I thank the senator for her question, particularly in light of the decision the Senate made earlier today to progress the government's school funding reforms to the next stage of debate. I am pleased to inform the Senate, and Senator O'Neill in particular, that the government is delivering additional funding to all Australian school systems—in particular, the Catholic school system, which she asked about, which will grow, as I have told the Senate before, by $3.4 billion over the duration of the proposed 10-year arrangements the government has outlined. In relation to the specific question that Senator O'Neill has asked, I am equally pleased to make it clear to Senator O'Neill and all senators that our commitment to ensure that, at the end of a transition period, there is consistency, equity and application of a needs based arrangement is absolutely resolute. The Turnbull government's approach to ensure consistency of treatment at the end of the transition period—
Mr President, on relevance: we only have 53 seconds. We have heard the word 'transition', and that is all we know about the deal. The question was: has the minister now done a special deal and, if so, what is it? There has got to be more detail than the one word 'transition'.
Senator O'Neill asked a question about special deals. She asked whether there would be different deals. The point I was making is that our commitment, as has been the case all along, is to ensure that, in the end, we have consistent needs-based funding across all school systems across Australia. I have equally been very transparent—
Our intention is absently clear: consistent treatment in terms of needs based funding. We have, as I was indicating, been very clear as well that we will deliver and make sure we talk constructively with all different parties and sectors to ensure they are comfortable about the process under which that transition occurs to get to that point of consistent, equitable treatment. (Time expired)
I am happy to confirm that the funding growth for public schools under the Turnbull government's reforms is significant. The funding growth will provide billions of additional dollars out of our $18.6 billion commitment that will flow to the neediest schools across Australia. Indeed, public school systems will see the fastest rate of growth under the reforms the Turnbull government is putting through. More than 4½ thousand of Australia's neediest schools—overwhelmingly, public schools—will see growth in excess of five per cent per student per annum over the decade under the reforms that are before this chamber at present. This is about delivering on the vision of David Gonski and his panel, ensuring that we apply a true consistent needs-based model, that we do it consistently as a national government regardless of the boundaries or borders of different states and territories, and the greatest growth in support flows to those public schools who need and deserve it most.

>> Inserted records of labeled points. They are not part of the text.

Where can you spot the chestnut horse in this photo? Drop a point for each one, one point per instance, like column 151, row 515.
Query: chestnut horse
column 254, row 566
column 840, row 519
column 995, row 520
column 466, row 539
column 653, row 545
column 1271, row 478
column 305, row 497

Given the minister announced his policy without consultation; has ignored the concerns of the Catholic, independent and public school sectors; has been labelled the first minister in five decades to fail to engage with the Catholic Education Commission but has now done an eleventh-hour deal with his own coalition colleagues, isn't it clear that the only time the minister listens to concerns is when his own political life depends on it?

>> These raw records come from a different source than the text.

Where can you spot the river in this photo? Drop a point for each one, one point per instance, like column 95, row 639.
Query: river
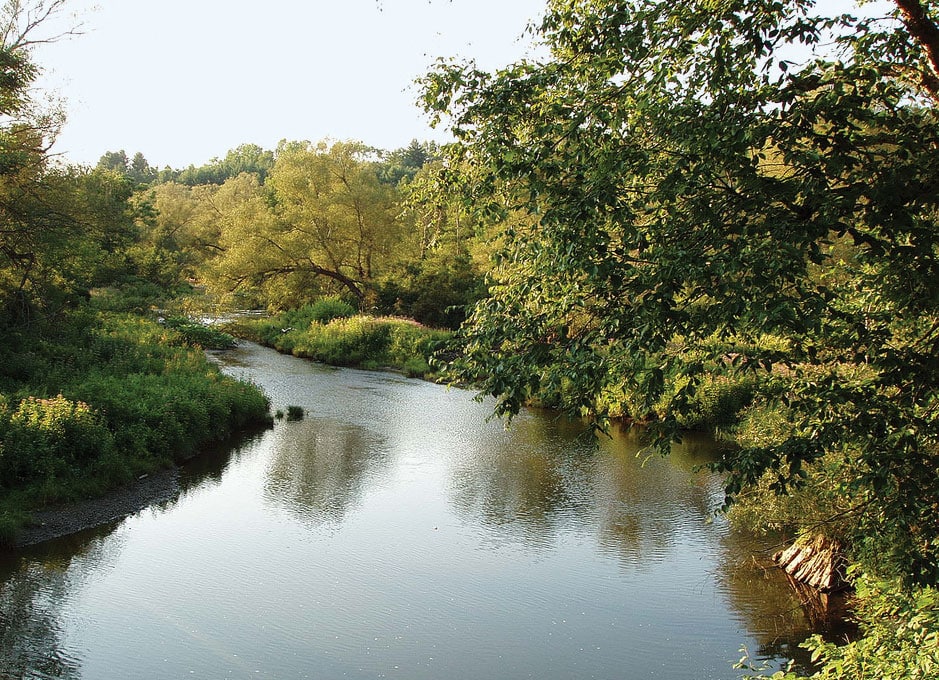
column 395, row 533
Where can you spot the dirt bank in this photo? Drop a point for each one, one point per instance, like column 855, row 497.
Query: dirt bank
column 68, row 519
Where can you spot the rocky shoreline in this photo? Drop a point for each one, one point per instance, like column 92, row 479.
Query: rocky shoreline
column 55, row 522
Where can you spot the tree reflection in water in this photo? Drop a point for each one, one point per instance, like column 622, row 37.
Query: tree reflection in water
column 34, row 588
column 319, row 467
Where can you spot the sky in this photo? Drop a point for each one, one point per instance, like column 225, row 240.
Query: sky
column 184, row 81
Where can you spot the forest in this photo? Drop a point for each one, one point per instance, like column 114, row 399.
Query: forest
column 716, row 215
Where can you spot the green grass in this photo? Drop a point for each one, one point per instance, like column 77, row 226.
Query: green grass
column 94, row 401
column 360, row 341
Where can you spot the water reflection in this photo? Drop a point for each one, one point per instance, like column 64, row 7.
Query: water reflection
column 319, row 466
column 34, row 586
column 452, row 548
column 552, row 474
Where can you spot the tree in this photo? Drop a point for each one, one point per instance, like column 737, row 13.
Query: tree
column 705, row 174
column 322, row 214
column 38, row 224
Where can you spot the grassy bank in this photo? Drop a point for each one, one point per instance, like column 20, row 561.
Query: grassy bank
column 330, row 332
column 95, row 400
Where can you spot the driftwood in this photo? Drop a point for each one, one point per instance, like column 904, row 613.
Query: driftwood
column 817, row 561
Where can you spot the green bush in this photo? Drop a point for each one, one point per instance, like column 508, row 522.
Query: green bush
column 49, row 439
column 346, row 342
column 900, row 638
column 198, row 334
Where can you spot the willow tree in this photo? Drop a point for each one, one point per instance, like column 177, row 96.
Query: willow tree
column 705, row 173
column 322, row 217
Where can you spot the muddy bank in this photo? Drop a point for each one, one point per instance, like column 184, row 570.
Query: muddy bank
column 56, row 522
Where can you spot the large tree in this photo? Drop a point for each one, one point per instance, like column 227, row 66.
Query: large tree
column 704, row 174
column 322, row 215
column 43, row 219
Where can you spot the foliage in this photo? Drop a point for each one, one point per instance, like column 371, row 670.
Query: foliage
column 49, row 438
column 322, row 213
column 361, row 341
column 88, row 404
column 436, row 291
column 725, row 170
column 198, row 334
column 900, row 638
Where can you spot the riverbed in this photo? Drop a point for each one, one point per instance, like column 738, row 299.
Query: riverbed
column 395, row 532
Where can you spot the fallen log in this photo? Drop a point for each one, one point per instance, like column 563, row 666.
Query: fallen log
column 817, row 561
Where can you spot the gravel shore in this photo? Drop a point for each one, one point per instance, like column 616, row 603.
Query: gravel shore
column 68, row 519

What is clear is that the only time those opposite care about what they are doing is when they think they can snatch or steal some votes. That is why what they do is a hotchpotch of different deals and special deals. That is why their approach to public policy is like their approach to union negotiations and enterprise bargaining; it is about a deal over here, a deal over there. For them, of course, it is about how they can stitch it up in some way, shape or form. That is why we ended up not with what the Gonski panel recommended but, instead, with 27 different special deals—special deals that have been described as a 'corruption of the Gonski report'.
Senator Cash interjecting—
Indeed, Senator Cash is correct: a number of them have worked for different unions, who know plenty about different issues of corruption—corruption of deals, special deals, different approaches. The Turnbull government stand proud on a record of actually applying consistent, needs based funding to Australian schools, and that is exactly what we are determined to do.